Met some fellow teachers as part of the MORE protest in front of TWEED.  Was good to meet people and listen to their stories.  It still amazes me, as bad as my school is, some are far worse.  The incompetent morons the DOE sends into schools to run them as principals and then I have to read about what is going on in California and be subject to more anti-teacher propaganda.  And bet your bottom dollar, the Post, The Daily, the Times will all having glowing editorials tomorrow praising this victory against those "evil" unions!  Because we all know, teachers hate kids.  The only people that love kids are corporate ceos and super rich charter school operators like Eva Moskowitz, who want to destroy unions so they can hire Teach For America kids who will use their experience working with urban area kids as a resume line as they tried to get into Harvard Law.  All of it...makes me sick.  Good day!

Wednesday, February 5, 2014

I have returned....

Dusting off the cobwebs here.  For some reason I feel like blogging again which I haven't done in quite awhile.  Seven years of teaching! Wow.  You know before I moved to NYC I never envisioned teaching would be like this.  I remember in Grad school they made it seem like all teachers were just not getting it done.  That there were more constructive ways of reaching kids.  Boy, was I misled!  Teaching is hard!  Especially if you want to do right by the kids.  Sure, you could take the lazy man's way and just copy something off the internet but that kind of stuff doesn't work with kids who lack the motivation.  They want to be engaged, to be inspired, so I have learned that I have to find different ways to engage them.  Which is fine, I enjoy the challenge nowadays, just wish some of them would remember to bring their pen once in awhile.

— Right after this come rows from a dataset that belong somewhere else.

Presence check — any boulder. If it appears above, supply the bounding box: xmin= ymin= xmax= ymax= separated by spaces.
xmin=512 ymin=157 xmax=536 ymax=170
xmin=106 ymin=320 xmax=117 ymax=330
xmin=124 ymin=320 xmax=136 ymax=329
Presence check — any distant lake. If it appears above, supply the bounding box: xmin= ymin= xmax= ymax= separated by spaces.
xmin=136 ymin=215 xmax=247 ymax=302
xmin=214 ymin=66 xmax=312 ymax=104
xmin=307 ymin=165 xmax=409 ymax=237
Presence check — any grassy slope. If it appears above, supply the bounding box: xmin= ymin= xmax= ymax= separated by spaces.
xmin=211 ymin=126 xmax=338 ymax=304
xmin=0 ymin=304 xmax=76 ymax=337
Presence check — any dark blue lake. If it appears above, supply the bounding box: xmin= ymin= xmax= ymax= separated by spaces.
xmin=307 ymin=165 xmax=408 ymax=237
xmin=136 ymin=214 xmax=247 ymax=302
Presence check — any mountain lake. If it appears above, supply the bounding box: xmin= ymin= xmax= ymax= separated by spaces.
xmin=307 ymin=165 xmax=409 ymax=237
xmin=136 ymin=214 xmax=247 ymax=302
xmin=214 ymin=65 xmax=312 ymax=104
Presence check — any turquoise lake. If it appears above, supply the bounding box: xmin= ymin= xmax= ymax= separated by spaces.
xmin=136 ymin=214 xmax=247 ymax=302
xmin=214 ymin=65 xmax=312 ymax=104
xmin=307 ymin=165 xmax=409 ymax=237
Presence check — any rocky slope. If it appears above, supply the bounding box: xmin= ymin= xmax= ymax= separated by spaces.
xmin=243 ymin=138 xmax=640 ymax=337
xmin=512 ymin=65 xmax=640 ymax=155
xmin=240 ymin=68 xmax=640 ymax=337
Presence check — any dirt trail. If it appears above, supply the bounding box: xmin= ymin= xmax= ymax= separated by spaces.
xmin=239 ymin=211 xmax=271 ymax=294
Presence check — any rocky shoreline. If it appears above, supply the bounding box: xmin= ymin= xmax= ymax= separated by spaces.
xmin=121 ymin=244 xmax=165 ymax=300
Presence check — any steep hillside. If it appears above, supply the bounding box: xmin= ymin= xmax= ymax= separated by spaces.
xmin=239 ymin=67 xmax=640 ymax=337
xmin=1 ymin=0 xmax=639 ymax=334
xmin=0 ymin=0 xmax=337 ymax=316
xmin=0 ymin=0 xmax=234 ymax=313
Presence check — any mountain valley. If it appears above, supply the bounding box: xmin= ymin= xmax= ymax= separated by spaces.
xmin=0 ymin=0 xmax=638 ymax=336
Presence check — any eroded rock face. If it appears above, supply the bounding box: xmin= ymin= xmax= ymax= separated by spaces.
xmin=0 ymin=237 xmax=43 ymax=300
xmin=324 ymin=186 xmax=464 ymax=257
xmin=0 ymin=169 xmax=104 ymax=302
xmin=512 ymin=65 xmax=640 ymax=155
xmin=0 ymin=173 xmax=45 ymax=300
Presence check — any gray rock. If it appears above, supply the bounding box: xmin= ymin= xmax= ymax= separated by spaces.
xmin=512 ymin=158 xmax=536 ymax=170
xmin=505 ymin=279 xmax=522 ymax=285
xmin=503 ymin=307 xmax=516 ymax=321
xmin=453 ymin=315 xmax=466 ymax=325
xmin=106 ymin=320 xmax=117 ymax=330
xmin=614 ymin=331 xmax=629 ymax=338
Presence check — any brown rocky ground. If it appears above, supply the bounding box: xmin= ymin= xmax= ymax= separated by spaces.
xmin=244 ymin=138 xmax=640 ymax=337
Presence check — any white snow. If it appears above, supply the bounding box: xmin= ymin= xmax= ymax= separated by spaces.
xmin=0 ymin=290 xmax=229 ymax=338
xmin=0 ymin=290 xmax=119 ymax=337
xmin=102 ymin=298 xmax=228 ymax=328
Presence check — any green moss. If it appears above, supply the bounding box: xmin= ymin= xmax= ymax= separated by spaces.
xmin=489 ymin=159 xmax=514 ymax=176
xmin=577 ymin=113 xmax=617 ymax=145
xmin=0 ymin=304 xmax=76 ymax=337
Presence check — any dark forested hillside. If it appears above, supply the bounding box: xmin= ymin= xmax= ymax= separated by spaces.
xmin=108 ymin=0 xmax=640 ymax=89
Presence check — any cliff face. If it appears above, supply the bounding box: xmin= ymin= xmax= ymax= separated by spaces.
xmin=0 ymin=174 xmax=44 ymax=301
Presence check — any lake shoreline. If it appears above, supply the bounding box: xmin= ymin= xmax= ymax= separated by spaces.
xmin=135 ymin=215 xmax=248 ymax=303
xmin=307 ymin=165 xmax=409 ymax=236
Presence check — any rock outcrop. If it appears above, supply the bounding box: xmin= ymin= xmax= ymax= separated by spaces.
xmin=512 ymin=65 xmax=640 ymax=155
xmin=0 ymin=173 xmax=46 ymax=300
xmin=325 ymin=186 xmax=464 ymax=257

New principal, well her second year.  She's different from the last one, but worse.  I harbor ill feelings from the last one since I was unjustly "U"'d in my 5th year.  This one is never around.  Today was a NYC snow day, which means schools are OPEN.  In truth it wasn't that bad, but we who know know that kids just don't come to school when it snows, or is icy, or if it rains.  Come into school, see one of my students in the halls then see security come out and be all like "all students need to go to the auditorium."  This was 8:15am.  So I think, hmm ok, no 1st period?  Go into my room, do some editing, teacher walks by and says I have to go to the auditorium to get my students.  I go down and manage to get the two that were there.  Ended up even teaching them something.  Rest of the day passed with bells out of order.

But here I am thinking is.  Would it kill administration to make an announcement?  They never make announcements, ever, unless it is AP security announcing a fire drill.  But surely the magnitude of this storm and its effects would warrant some kind of announcement to teachers.  I was one of the few who was informed to pick up his kids.

Well, at least my lesson is already done for tomorrow!  Just hope more kids show up, so I can teach them the common core "skills" which are so damn important.